Baekbaekgyo(백백교) was a Korean new religious movement founded by Woo Kwang Hyun that was related to the 1930s murder incident in Korea during the Japanese colonial period.

History
The movement first started as an offshoot of the religion Baekdokyo, an offshoot of Cheondoism.Baekdokyo(백도교,白道敎) was founded in 1899, with its official organization in 1912 and was led by leader Jeon jeong ye,an individual who claims to have received a revelation on the Kumgang Mountains.This Baekdogyo despite its prosetylyzation projects was mostly run as a secret organization and amassed 10,000 followers.After Jeon, the leader, was dead in 1919, Jeon's second son Yonghae and Wookwang hyun(a high priest of the religion at the time) secretly buried the body without telling the believers of the religion to prevent believers from leaving. A police investigation regarding the religion surrounding the case of victims of the religion led to the reveal of the secret burial, and Baekdogyo began to decline, and Leehuiryong another high staff of the religion decided to make its own branch called Incheondo(人天道) in 1923.This led to Woo taking the remaining sect of the Baekdogyo and relaunch the religion as Baekbaekgyo in 1923.

Beliefs and practices
The movement believed in an apocalyptic theology and that chanting the mantras of Baekbaekbaekuiuiuijeokjeokjeokgameunggamgameunghasiopsungseong(백백백의의의적적적감응감감응하시옵숭성,白白白衣衣衣赤赤赤感應感感應하시옵崇誠) would lead to  a long diseaseless life.The movement requested its believers to dedicate their wealth to the religion, and send their daughters as servants for the founder.
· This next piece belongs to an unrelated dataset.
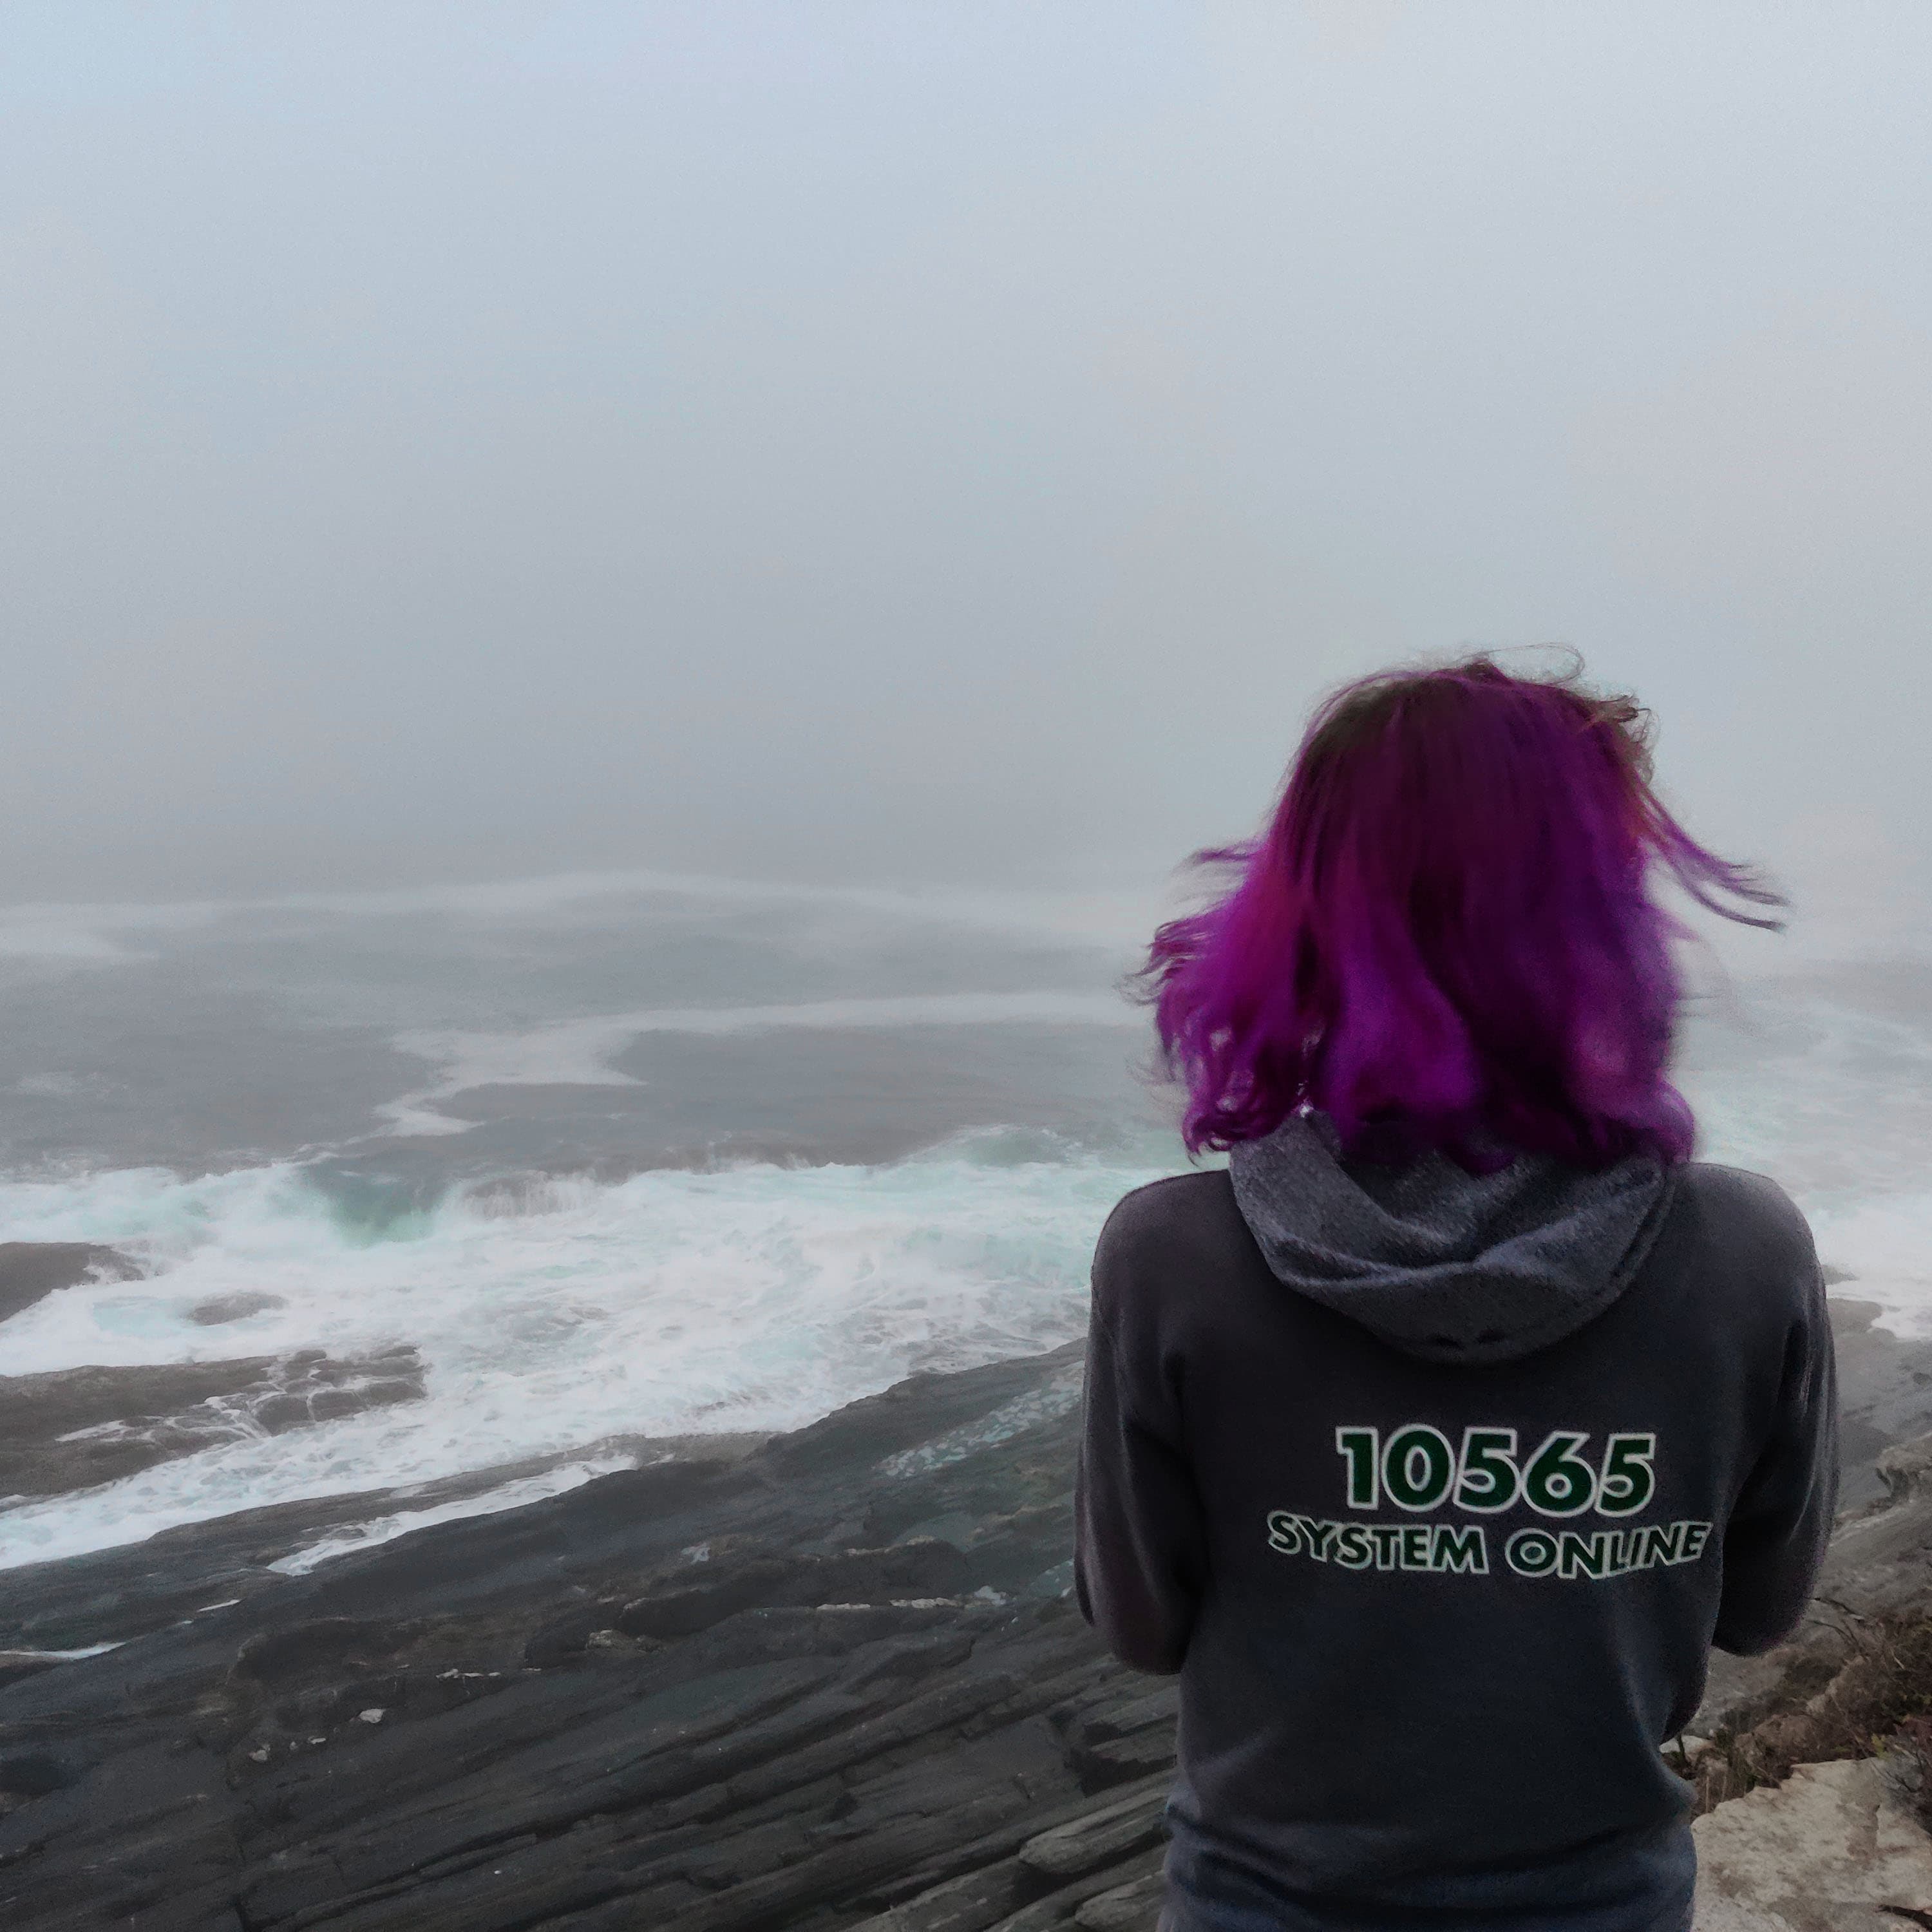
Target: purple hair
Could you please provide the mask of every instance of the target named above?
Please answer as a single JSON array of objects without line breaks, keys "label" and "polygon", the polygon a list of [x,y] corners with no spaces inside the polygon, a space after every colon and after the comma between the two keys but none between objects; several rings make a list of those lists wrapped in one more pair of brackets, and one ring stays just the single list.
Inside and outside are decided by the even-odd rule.
[{"label": "purple hair", "polygon": [[1190,1150],[1315,1109],[1372,1160],[1684,1159],[1678,928],[1652,866],[1747,926],[1783,901],[1658,802],[1647,722],[1576,672],[1480,656],[1330,698],[1262,836],[1196,855],[1232,890],[1163,926],[1138,976]]}]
Murder incident and Decline
Through a police investigation 800 remains of dead people were found  in Kangwon and Gyeonggi province in 1937,which were people who were murdered when they tried to go against the commands of the religious founder.All of the high staff of the religion  was prosecuted for murder

Adaptation
The incident was made into a movie  with the same name in 1961 BaekBaekgyo and 1992 Baekbaekgyo.